With Fiji returning to the tour and Rip Curl’s mobile Search event tipped for Indonesia this year, getting our act down in quality lefts is high on the minds of the leading pros. Frankly, it’s a challenge for we Aussies.
So many of our quality waves are rights. On the Gold Coast, it’s almost exclusively so. As a result, the backhand attack of Australian natural footers doesn’t get a huge amount of attention early in the season. In fact, it can be a like that for a long part of the year – including the contest season. Maybe that’s why Aussie natural footers haven’t fired as many shots in those contests as we would have liked.
There’s exceptions, of course. Dean Morrison is a huge force in qualify lefts. “Dingo’s” surfing at Pipeline has created new respect for Aussie natural footers in big lefts. But it’s fair to say that it’s been the American guys who have led the way in ensuring a backhand attack can be just as competitive at Teahupoo and Cloudbreak.
I’m mainly talking about Kelly Slater and the Irons brothers, Andy and Bruce, who all have great records in those events. I’ve been really impressed with Andy’s performances on his backhand, especially at Teahupoo where I believe he clearly leads the way. Andy is perhaps also an example of what I mean by a surfer often being a product of his own environment.
He and Bruce grew up on Kauai in Hawaii. When I was there for Andy’s wedding, I surfed Canyons which is one of the local breaks they know like the back of their hand. I found it to be a challenging slabby left that in many respects is a bit of a mini-training ground for Teahupoo (if you can ever say that about any wave compared to the amazing Tahitian break!)
I could see how time in the water at Canyons would have benefitted Andy and Bruce whereas in Australia, especially Queensland, we struggle to find those sorts of lefts.
So what do you do? Well, you’ve gotta go looking for them – and that’s exactly what I’m planning to do. I’m keeping an eye on the swell maps around Sydney and the NSW South Coast and in New Zealand over the next fortnight in search of quality lefts. Ideally, they’ll be reef breaks. I want to get used to the feel of reef waves again as quickly as possible so some good sessions in at places like Aussie Pipeline near Ulladulla would be ideal.
New Zealand has also been getting bombarded with swell this summer and autumn. They’re not reefs but breaks like Raglan, Shipwrecks and Whangamata Bar offer long, winding lefts that could be helpful for preparation for the Globe Pro in particular.

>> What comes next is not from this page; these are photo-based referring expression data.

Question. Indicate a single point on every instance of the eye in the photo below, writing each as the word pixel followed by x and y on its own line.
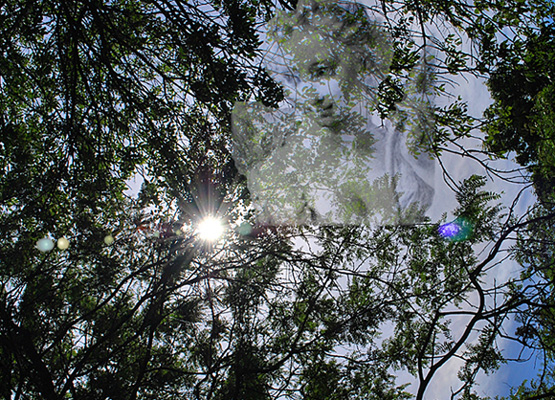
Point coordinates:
pixel 320 70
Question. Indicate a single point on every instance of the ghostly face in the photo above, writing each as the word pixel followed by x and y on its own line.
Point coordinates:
pixel 322 158
pixel 332 63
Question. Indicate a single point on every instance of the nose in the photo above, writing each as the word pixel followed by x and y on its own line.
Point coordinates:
pixel 323 103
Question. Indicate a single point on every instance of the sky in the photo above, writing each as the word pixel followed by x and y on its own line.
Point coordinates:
pixel 474 92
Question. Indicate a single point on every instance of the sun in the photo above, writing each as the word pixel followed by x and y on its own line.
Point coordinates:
pixel 210 229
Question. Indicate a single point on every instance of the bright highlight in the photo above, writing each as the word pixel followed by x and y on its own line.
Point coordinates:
pixel 210 229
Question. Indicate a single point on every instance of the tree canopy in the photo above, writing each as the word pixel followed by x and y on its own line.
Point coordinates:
pixel 135 305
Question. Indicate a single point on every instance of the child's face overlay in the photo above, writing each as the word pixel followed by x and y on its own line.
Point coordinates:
pixel 320 158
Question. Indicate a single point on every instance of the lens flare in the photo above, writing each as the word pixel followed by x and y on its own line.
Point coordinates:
pixel 210 229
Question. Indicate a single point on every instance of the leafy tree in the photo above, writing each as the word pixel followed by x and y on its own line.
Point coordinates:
pixel 522 117
pixel 92 92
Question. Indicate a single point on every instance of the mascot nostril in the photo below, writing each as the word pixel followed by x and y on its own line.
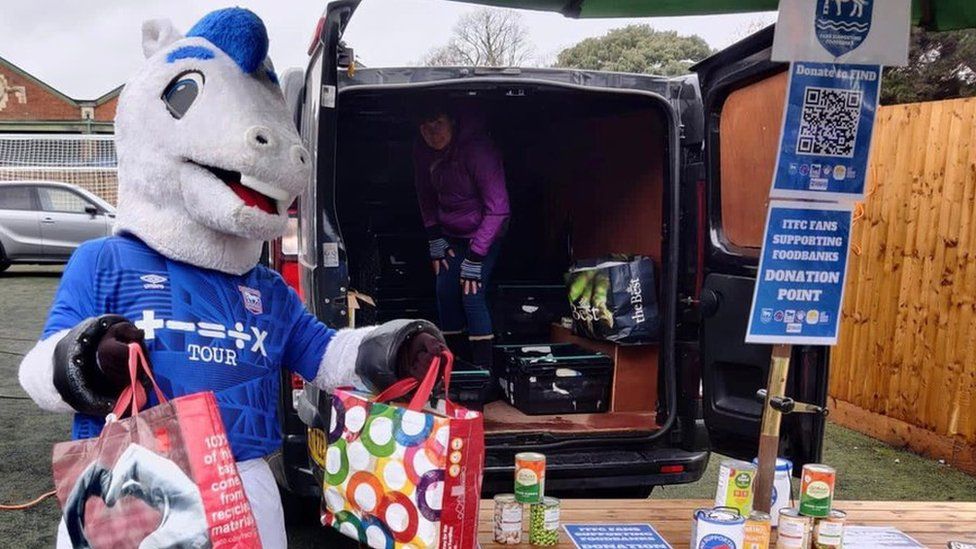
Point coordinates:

I’ve also got a fortnight-long session in Bali where I am doing some work for one of my sponsors, Mada. The chance to get into some nice clean lefts there will be a further part of my preparation. I think Mick Fanning has shown that dedicated and detailed preparation can lead to good results for an Aussie natural footer in this leg of the tour.
Mick made no secret of the fact he felt he needed to lift his act in hard-charging lefts. So he put in the time at Teahupoo last year. He’s now at the level where he and Dingo worry the hell out of anybody they draw there. The other bonus I have is my shaper is working with me on my backhand tube-riding.
That ordinarily wouldn’t mean much but my shaper is Wayne McKewen who is largely credited with pioneering the “pig-dog” backhand tube-riding style. A goofy footer on the Gold Coast has no choice but to get used to surfing on his backhand but it was Wayne in the 1970s who became the first local to consistently nail time in the barrel at places like Burleigh and Kirra.
That came via his lay-forward, grab-the-rail backhand style that was further popularised by an early Pro Junior winner Stuart Cadden and Hawaiian pros like Marvin Foster. Wayne is going to work with me on sorting out my backhand in terms of maximising time in the barrel at places like Teahupoo and Cloudbreak.